A Life Less Ordinary
The cheerfully daft A Life Less Ordinary reminded me of another, far less enjoyable film that came out last year — Feeling Minnesota, a hipster piffle featuring guns, tough guys, a scruffy male lead, and Cameron Diaz. That movie just sat on the screen waiting to die of lameness. A Life Less Ordinary could easily have been just as bad. It’s one of those ironic crime comedies pitched at the young and jaded (Pulp Fiction was the template), but it isn’t the Tarantino swipe the ads lead you to expect.
This is the third collaboration between four guys from Britain: director Danny Boyle, writer John Hodge, producer Andrew Macdonald, and star Ewan McGregor. Their first effort was 1994’s nasty, off-putting thriller Shallow Grave; last year they took U.K. and U.S. art-houses by storm with Trainspotting. A calculatedly shocking comedy like Trainspotting is a hard act to follow, and Boyle et al. have done the properly perverse thing: They’ve made a romantic comedy crammed with five movies’ worth of Hollywood cheese — lovers on the lam, kidnapping, gunplay, even angels, for God’s sake. The movie is a joke on big studios (Fox paid for this one) and the mass audience. The indie bad-boys are saying, “You want lightweight escapism? We’ll give you lightweight escapism.” But they’ve done it their way.
McGregor is Robert, a janitor and aspiring “trash novelist” who gets fired — replaced by a robot. Robert storms into the office of his boss (Ian Holm), waving a gun and demanding his job back. After a melee with a pack of security guards, he abducts the boss’s daughter Celine (Diaz), who has recently disabled her dentist fiancé (Stanley Tucci) in a William Tell scene that may be a parody of Naked Lunch. Celine goes with Robert willingly; it’s not like she has anything better to do.

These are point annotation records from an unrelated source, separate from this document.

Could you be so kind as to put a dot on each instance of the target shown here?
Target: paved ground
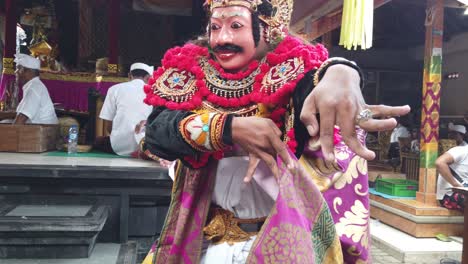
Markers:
(380, 257)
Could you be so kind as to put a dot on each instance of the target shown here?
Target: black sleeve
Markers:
(163, 137)
(303, 89)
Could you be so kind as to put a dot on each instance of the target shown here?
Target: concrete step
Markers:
(409, 249)
(102, 254)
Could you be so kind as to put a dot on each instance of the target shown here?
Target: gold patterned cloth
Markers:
(224, 227)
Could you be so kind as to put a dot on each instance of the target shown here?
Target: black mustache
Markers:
(228, 47)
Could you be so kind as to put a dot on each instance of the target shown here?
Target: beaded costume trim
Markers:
(188, 77)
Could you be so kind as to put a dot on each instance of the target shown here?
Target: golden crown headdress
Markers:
(282, 9)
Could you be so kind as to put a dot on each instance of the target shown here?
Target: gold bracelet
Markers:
(204, 132)
(324, 66)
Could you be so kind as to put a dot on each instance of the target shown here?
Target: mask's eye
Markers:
(214, 27)
(236, 25)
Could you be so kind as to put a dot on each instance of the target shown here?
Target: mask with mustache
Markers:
(228, 47)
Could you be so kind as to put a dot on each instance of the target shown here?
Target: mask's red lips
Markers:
(225, 55)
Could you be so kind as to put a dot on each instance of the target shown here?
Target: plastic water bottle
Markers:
(73, 139)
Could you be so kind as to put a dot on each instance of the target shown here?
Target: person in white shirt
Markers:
(453, 172)
(399, 131)
(457, 133)
(124, 109)
(36, 107)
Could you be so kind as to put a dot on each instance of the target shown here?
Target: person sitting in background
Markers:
(124, 109)
(457, 133)
(453, 172)
(399, 131)
(36, 106)
(415, 140)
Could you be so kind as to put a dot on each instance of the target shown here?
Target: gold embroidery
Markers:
(241, 111)
(282, 73)
(289, 239)
(227, 88)
(354, 224)
(356, 166)
(175, 85)
(320, 171)
(176, 80)
(224, 227)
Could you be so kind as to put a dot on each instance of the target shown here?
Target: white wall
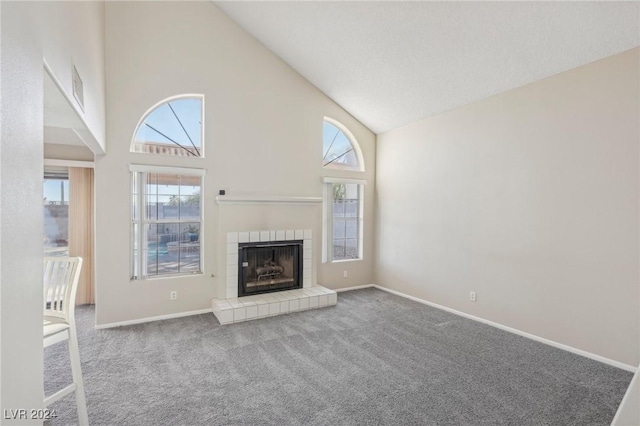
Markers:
(529, 198)
(27, 30)
(73, 35)
(263, 136)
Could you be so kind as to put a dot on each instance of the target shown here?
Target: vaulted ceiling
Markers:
(392, 63)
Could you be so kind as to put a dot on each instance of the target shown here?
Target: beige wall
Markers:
(28, 30)
(67, 152)
(629, 411)
(263, 137)
(529, 198)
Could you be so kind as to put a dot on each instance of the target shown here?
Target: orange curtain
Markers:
(81, 235)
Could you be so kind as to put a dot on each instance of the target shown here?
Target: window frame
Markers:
(133, 149)
(138, 195)
(328, 217)
(354, 144)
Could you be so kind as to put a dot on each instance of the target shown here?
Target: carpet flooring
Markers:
(374, 359)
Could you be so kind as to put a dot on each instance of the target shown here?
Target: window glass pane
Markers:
(345, 222)
(190, 258)
(351, 249)
(338, 149)
(338, 229)
(171, 243)
(351, 208)
(56, 216)
(173, 128)
(190, 207)
(351, 229)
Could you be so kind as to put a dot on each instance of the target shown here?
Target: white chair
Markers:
(61, 275)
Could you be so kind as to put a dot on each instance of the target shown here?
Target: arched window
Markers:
(340, 149)
(173, 126)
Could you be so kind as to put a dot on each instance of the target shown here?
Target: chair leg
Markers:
(76, 372)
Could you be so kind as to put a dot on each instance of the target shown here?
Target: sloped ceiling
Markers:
(392, 63)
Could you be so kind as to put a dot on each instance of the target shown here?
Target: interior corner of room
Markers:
(497, 187)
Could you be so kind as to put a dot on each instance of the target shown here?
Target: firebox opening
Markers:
(267, 267)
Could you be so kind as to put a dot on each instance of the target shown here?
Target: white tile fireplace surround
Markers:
(232, 308)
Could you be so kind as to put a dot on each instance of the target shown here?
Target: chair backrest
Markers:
(61, 275)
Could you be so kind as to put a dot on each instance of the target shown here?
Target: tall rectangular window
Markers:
(343, 220)
(166, 221)
(56, 211)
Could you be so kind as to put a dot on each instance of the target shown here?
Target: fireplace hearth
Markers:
(265, 267)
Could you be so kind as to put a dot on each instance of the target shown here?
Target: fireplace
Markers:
(265, 267)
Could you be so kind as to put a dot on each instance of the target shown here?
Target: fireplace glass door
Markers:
(269, 267)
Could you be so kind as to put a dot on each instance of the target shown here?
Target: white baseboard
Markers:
(358, 287)
(151, 319)
(555, 344)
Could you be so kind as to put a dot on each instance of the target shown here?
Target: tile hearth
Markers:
(269, 304)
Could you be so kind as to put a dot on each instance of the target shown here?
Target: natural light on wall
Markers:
(172, 127)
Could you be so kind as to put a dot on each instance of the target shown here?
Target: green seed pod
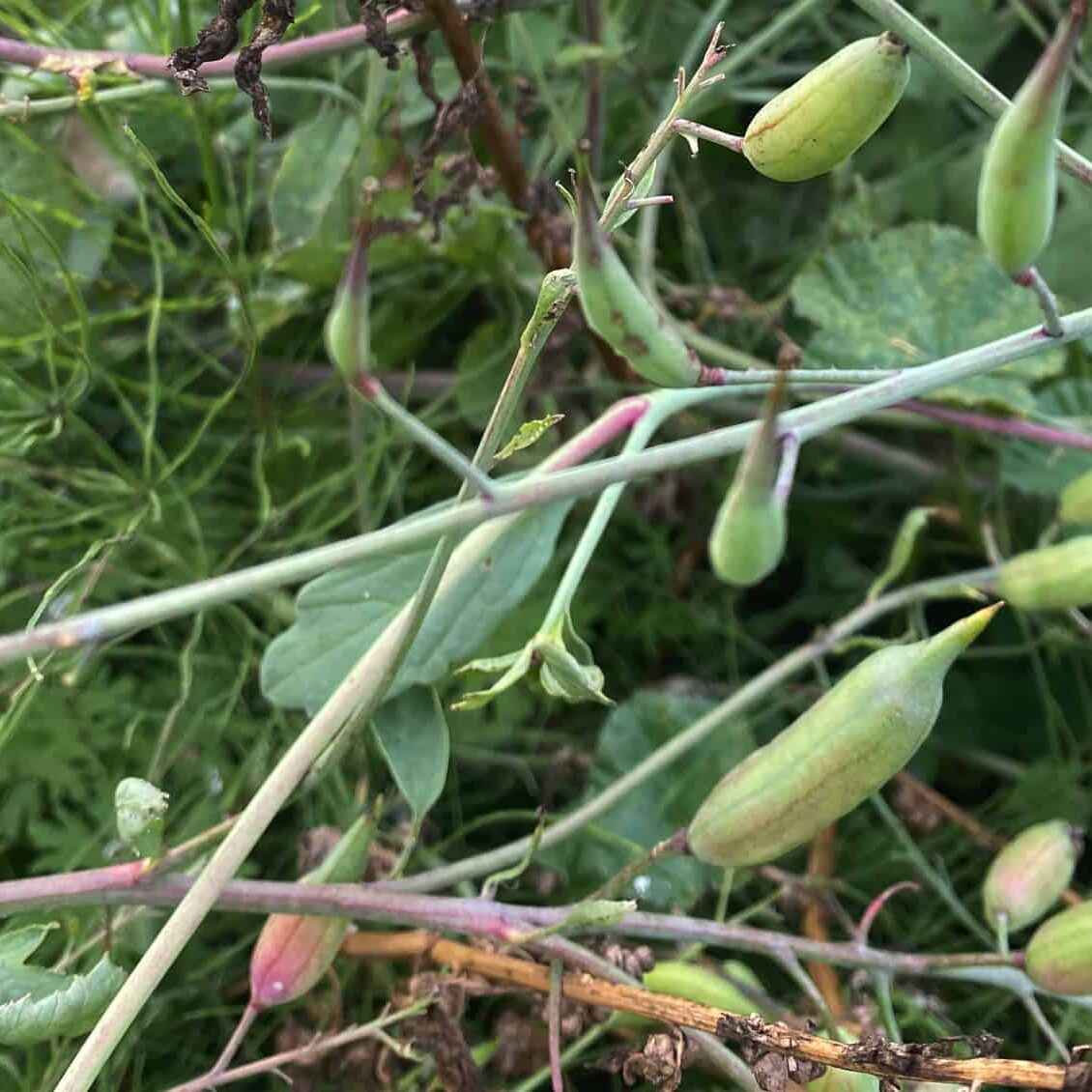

All of this is monitored by two angels (the hilariously cast Holly Hunter and Delroy Lindo), who are assigned to play Cupids for Robert and Celine; God isn’t happy with the divorce rate on Earth. The angels also pose as assassins who offer their services to Celine’s dad — he wants Celine back and Robert dead. Since the movie begins in Heaven, we know we’re not meant to take it straight. Yet real feeling does develop between the mismatched lovers.
That’s because McGregor and Diaz make a fine off-center couple. Diaz’s sexiness is played down (except for her opening bit in a bikini, when Boyle seems to be saying “Right, let’s get this out of the way early”), and McGregor spends the film in a dorky shag haircut. Yet they also have a brazenly romantic karaoke number in a club, belting out “Beyond the Sea,” and you smile as you realize that Boyle is having his cake and eating it too. The scene is a goof, but it gets to the heart of the lovers’ fantasies with a peppy directness beyond the reach of most Hollywood movies.
What’s fresh about A Life Less Ordinary is that we get to see weary romantic clichés through the eyes of cinema’s new Fab Four — clichés mocked, celebrated and, finally, abandoned in favor of an odd kind of honesty. Celine and Robert pose side by side, talking directly to us and to each other, and in the end they turn into Claymation versions of themselves. Like everything else in the film, this is both a goof and not a goof: People are clay in the hands of God, shaped by fate …. Aah, forget it. The Claymation is just fun. And any movie featuring Holly Hunter as a blood-spattered angel, grinning homicidally as she clings to the hood of a speeding car, is just about impossible to dislike.